Items in questionnaires are typically worded neutrally so as not to state concepts in the extreme. They are like an even-tempered friend—they have opinions but aren’t overly optimistic or chronically pessimistic about things.

What happens when items in a questionnaire or survey are worded in the extreme?

Two years ago we tried a little experiment at the annual UPA conference to find out.

We wanted to know what would happen if we rephrased the moderately worded items of the popular System Usability Scale questionnaire (SUS). Specifically, we wanted to see the effects of using extremely worded items instead of the original neutral items.

For example, item one of the SUS questionnaire is: I think that I would like to use this system frequently.

What would happen if we made it an extreme positive statement?

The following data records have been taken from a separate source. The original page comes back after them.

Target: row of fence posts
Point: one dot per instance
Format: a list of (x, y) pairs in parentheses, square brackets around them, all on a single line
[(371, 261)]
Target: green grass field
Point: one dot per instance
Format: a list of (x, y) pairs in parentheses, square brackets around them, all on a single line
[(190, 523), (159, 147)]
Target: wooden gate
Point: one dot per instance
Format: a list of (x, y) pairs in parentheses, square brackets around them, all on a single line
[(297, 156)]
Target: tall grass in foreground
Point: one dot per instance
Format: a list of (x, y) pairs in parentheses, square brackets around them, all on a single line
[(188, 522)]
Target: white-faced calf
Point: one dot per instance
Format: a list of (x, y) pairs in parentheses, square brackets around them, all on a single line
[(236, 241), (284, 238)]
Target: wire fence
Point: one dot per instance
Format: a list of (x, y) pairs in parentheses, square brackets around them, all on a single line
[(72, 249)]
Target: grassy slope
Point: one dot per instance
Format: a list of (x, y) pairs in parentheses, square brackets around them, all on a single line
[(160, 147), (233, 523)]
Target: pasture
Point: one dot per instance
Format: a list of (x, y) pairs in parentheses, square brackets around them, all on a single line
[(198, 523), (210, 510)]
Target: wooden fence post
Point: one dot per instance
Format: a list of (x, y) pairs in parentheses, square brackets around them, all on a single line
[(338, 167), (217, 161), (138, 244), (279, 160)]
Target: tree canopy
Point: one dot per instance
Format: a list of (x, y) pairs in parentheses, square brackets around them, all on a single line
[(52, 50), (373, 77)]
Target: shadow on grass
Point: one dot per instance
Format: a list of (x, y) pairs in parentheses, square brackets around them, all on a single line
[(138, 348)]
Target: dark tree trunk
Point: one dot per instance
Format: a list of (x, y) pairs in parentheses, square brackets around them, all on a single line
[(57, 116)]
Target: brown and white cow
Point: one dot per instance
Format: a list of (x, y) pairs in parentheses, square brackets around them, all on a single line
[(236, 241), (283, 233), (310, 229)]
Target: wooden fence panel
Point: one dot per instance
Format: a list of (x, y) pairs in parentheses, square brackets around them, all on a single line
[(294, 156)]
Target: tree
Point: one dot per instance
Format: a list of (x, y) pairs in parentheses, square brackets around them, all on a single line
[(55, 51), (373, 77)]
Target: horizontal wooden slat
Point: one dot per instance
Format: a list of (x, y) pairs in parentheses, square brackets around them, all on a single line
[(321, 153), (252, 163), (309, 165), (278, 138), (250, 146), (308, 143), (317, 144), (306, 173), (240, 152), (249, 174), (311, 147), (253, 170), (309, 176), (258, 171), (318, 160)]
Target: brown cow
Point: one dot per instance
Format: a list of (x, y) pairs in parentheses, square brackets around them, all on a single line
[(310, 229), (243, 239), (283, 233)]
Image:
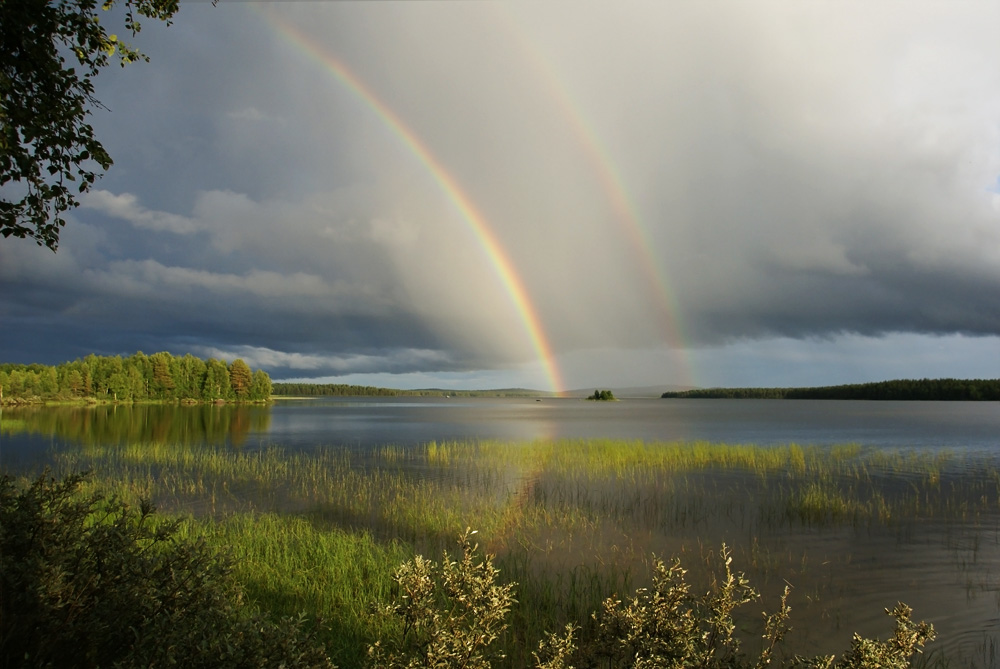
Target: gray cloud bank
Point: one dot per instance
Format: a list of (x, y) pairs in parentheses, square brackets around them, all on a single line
[(796, 171)]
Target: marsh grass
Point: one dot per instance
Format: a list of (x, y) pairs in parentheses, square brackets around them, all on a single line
[(571, 521)]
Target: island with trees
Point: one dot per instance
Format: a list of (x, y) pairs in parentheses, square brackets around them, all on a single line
[(961, 390), (602, 396), (136, 378)]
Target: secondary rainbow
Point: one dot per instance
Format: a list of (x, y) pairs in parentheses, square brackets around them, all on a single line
[(614, 187), (476, 221)]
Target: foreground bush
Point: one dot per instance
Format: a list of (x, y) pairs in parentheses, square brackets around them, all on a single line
[(89, 581), (452, 612)]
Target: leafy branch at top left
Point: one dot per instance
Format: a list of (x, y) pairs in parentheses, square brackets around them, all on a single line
[(50, 54)]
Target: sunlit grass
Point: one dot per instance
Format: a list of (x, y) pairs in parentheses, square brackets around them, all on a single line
[(571, 521)]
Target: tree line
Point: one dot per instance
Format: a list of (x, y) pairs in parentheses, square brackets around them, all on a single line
[(136, 378), (290, 389), (962, 390), (331, 390)]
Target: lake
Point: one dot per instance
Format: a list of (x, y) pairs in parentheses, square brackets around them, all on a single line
[(937, 549), (366, 422)]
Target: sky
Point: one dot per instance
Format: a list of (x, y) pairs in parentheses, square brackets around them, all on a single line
[(550, 195)]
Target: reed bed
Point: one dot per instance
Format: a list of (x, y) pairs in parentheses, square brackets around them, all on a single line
[(571, 521)]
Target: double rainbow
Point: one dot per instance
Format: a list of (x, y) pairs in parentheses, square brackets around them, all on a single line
[(474, 218)]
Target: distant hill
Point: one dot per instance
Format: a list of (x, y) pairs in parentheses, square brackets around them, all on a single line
[(902, 389)]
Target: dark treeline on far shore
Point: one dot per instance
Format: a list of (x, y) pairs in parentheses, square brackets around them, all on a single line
[(903, 389), (345, 390), (137, 378)]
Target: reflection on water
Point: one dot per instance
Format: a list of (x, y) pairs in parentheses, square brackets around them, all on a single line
[(142, 423), (910, 512)]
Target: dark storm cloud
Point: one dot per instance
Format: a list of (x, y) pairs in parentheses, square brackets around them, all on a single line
[(811, 173)]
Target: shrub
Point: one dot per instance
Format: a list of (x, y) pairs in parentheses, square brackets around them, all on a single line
[(450, 613), (89, 581)]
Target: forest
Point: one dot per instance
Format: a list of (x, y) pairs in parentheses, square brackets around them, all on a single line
[(961, 390), (291, 389), (136, 378)]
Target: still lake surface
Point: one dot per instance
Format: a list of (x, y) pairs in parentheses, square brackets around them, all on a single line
[(368, 422), (948, 570)]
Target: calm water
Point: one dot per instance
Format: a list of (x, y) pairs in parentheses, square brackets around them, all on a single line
[(363, 423), (948, 569)]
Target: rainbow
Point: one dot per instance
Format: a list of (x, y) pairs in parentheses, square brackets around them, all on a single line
[(476, 221), (614, 187)]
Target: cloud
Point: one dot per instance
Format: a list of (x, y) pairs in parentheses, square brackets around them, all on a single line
[(628, 179), (126, 207)]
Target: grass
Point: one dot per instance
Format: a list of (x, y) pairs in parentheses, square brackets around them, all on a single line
[(571, 521)]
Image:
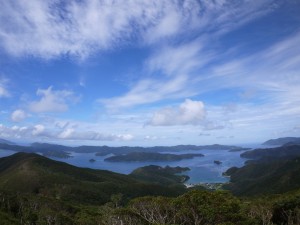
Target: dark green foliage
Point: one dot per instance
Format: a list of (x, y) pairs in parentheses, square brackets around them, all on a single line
[(150, 157), (195, 207), (274, 177), (31, 173), (287, 210)]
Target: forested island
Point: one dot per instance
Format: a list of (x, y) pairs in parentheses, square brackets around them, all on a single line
[(38, 190), (62, 151), (150, 157)]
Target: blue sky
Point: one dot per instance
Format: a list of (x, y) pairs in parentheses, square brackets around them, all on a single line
[(149, 72)]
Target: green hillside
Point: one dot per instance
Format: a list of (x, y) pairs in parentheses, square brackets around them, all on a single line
[(32, 173), (267, 177)]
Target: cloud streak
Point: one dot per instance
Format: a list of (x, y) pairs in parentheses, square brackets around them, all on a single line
[(50, 29), (188, 113)]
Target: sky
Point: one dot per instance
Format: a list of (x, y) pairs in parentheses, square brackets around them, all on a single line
[(149, 72)]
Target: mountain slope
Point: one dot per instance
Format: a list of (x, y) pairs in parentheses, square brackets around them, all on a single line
[(3, 141), (286, 151), (265, 177), (35, 174)]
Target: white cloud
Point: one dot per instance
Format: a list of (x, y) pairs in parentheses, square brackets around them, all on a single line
[(72, 134), (149, 91), (188, 113), (38, 130), (50, 29), (18, 115), (52, 101)]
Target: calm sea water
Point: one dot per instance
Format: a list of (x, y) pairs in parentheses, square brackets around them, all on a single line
[(203, 169)]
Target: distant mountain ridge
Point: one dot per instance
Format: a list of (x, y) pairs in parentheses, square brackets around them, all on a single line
[(3, 141), (34, 174), (61, 151), (283, 141), (150, 157), (286, 151)]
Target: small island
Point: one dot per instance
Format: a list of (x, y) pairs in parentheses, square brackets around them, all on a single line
[(217, 162), (161, 175), (150, 157)]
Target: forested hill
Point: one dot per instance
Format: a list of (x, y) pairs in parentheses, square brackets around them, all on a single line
[(37, 190), (35, 174), (150, 157), (286, 151), (61, 151), (265, 177)]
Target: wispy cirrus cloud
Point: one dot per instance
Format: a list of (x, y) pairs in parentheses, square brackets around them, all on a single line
[(49, 29), (36, 131), (52, 100), (187, 113)]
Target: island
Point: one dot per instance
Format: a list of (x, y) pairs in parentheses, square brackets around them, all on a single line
[(161, 175), (150, 157), (285, 151), (217, 162)]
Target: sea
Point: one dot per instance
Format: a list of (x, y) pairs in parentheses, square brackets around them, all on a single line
[(202, 169)]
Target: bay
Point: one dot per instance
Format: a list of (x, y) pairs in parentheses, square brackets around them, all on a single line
[(203, 169)]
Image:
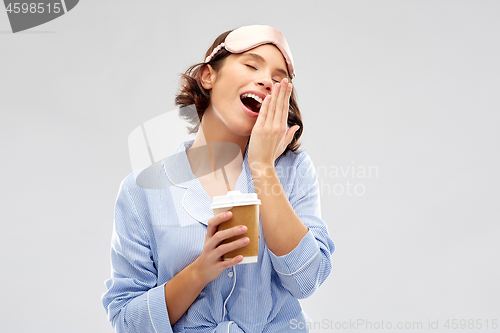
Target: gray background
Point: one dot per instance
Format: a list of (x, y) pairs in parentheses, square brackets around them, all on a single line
[(409, 88)]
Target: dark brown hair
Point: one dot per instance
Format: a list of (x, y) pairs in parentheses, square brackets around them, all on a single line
[(191, 92)]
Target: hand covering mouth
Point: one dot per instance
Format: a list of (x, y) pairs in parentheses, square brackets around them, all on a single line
[(251, 101)]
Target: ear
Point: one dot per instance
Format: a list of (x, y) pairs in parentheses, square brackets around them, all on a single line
[(207, 77)]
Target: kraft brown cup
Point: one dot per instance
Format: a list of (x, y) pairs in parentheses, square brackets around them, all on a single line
[(245, 209)]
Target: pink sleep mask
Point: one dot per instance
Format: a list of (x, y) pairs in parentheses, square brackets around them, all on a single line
[(248, 37)]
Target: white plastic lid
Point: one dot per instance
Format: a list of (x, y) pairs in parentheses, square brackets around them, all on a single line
[(235, 198)]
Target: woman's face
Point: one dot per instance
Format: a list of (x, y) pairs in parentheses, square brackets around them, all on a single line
[(253, 72)]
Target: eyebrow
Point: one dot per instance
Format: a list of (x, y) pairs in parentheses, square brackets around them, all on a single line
[(260, 58)]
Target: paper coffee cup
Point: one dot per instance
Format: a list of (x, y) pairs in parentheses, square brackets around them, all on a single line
[(245, 209)]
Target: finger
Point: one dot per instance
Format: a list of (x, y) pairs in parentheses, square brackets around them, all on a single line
[(225, 248), (286, 107), (214, 222), (261, 119), (221, 235), (277, 121), (230, 263), (272, 106)]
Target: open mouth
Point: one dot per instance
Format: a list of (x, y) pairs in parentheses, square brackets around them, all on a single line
[(252, 102)]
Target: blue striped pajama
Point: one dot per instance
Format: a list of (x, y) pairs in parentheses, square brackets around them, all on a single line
[(157, 232)]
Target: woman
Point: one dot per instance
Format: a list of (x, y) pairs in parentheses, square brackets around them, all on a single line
[(168, 275)]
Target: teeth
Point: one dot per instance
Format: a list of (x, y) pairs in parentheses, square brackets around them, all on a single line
[(257, 98)]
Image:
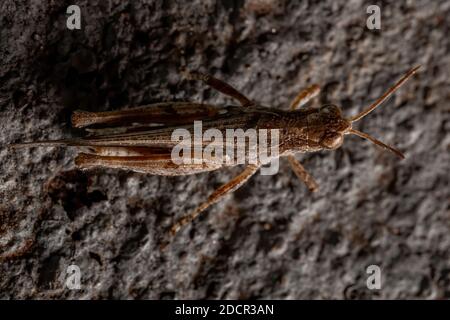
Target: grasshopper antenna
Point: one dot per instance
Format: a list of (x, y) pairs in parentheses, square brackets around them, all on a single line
[(385, 96), (373, 106), (377, 142)]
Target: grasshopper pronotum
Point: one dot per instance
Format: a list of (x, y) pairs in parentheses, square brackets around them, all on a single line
[(139, 139)]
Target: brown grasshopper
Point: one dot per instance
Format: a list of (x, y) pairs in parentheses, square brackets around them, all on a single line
[(139, 139)]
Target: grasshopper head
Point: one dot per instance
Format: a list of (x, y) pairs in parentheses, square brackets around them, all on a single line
[(327, 127)]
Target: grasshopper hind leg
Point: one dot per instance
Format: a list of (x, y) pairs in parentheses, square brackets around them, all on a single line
[(222, 191)]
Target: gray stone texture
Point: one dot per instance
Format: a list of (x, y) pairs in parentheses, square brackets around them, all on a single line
[(271, 238)]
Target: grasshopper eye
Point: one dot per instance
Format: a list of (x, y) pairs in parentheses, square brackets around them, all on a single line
[(330, 108), (332, 140)]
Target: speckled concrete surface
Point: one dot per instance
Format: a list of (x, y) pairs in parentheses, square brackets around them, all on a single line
[(271, 238)]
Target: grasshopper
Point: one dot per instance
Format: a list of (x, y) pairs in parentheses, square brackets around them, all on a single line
[(139, 139)]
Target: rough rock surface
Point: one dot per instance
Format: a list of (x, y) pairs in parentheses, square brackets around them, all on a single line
[(271, 238)]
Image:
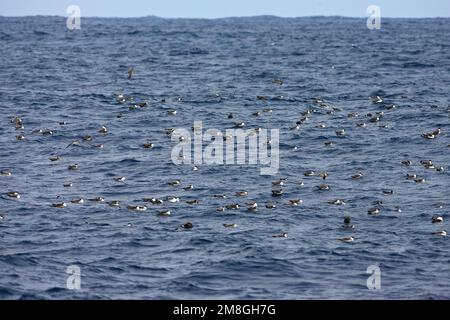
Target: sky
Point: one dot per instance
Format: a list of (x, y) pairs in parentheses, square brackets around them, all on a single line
[(226, 8)]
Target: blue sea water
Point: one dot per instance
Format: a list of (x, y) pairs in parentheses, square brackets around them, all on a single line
[(50, 74)]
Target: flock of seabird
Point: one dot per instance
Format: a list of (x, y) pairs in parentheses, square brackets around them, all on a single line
[(251, 206)]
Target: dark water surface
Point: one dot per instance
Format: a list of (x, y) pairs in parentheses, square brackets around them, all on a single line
[(50, 74)]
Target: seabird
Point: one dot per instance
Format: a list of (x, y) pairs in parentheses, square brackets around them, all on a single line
[(376, 99), (13, 194), (337, 202), (230, 225), (271, 206), (282, 235), (73, 167), (220, 196), (130, 73), (347, 239), (173, 199), (153, 200), (114, 203), (148, 145), (97, 199), (277, 81), (164, 213), (174, 183), (87, 138), (5, 173), (411, 176), (277, 193), (358, 175), (59, 205), (187, 225), (348, 223)]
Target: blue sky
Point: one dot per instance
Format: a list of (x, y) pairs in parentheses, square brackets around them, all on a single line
[(227, 8)]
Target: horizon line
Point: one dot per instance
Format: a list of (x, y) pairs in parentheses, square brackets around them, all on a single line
[(226, 17)]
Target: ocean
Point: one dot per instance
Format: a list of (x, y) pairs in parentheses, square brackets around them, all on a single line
[(68, 82)]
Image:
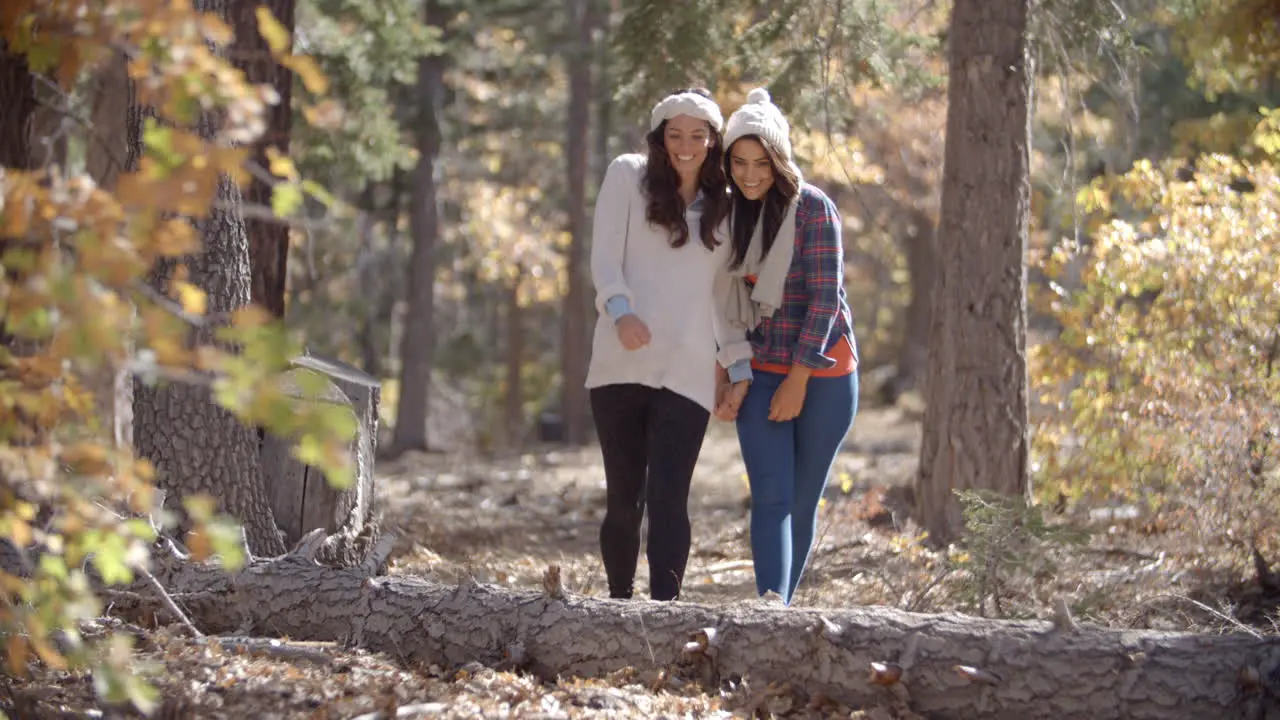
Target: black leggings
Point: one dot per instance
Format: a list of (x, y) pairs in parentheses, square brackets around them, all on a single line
[(650, 440)]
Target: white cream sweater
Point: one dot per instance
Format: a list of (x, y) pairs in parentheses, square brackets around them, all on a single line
[(671, 288)]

I think that this is one of my all-time favorite web sites.

Or an extreme negative statement?

I think I never want to use the web site again.

Would respondents notice the difference? If so, how would it affect their scores? A group of us (Keith Karn, Alex Little, Greg Nelson, Jeff Sauro, Jurek Kirakowski, William Albert and Kent Norman) created two new versions of the SUS; one an extreme positive version and the other an extreme negative version (shown below).

The extreme positive SUS.

  1. I think that this is one of my all-time favorite web sites.
  2. I found the web site was really straightforward.
  3. I thought the web site was amazingly easy to use.
  4. I think that technical support services are just not required for the web site.
  5. I found the various pages on the web site worked together very smoothly.
  6. I thought the web site was consistent throughout.
  7. I would imagine anybody could use the web site like a pro from day one.
  8. I found the web site was a delight to use.
  9. I felt completely confident using the web site.
  10. Everything I needed to know about using the website was there for me.

The extreme negative SUS.

  1. I think I never want to use the web site again.
  2. I found the web site to be horribly complex for no good reason.
  3. I thought the web site was very difficult to use.
  4. I think that I would need a permanent hot-line to the help desk to be able to use the web site.*
  5. I found all the pages on the web site to be an ugly mess.
  6. I thought the inconsistency in the web site would kill it.
  7. I found the web site to be completely impossible to use.
  8. I found that this web site was extremely awkward to use.
  9. I felt utterly confused by the web site.
  10. Absolutely nothing about the web site worked

*Indicates my personal favorite.

We sought out volunteers and asked them to review the UPA website. After the review, participants were randomly presented with one of five SUS questionnaires. They received either the all positive extreme, all negative extreme, one of two versions of an extreme mix(half positive and half negative extreme), or as a baseline the standard SUS questionnaire. Around 60 people in total participated giving us between 10-14 responses per condition.

What happened?

In short, extreme wording makes a difference—a big difference in fact. The perception of usability as measured using the original SUS items was 60. The average score on the extremely worded negative questionnaire was 77, or around 25% higher.

The average score on the extremely worded positive questionnaire was 41 or around 30% lower than the original SUS score.

Both differences were statistically significant at the relatively small sample sizes (p <.01) and are shown along with 95% confidence intervals in the graph below.


Figure 1: Mean and 95% Confidence Intervals for SUS scores by type of SUS questionnaire.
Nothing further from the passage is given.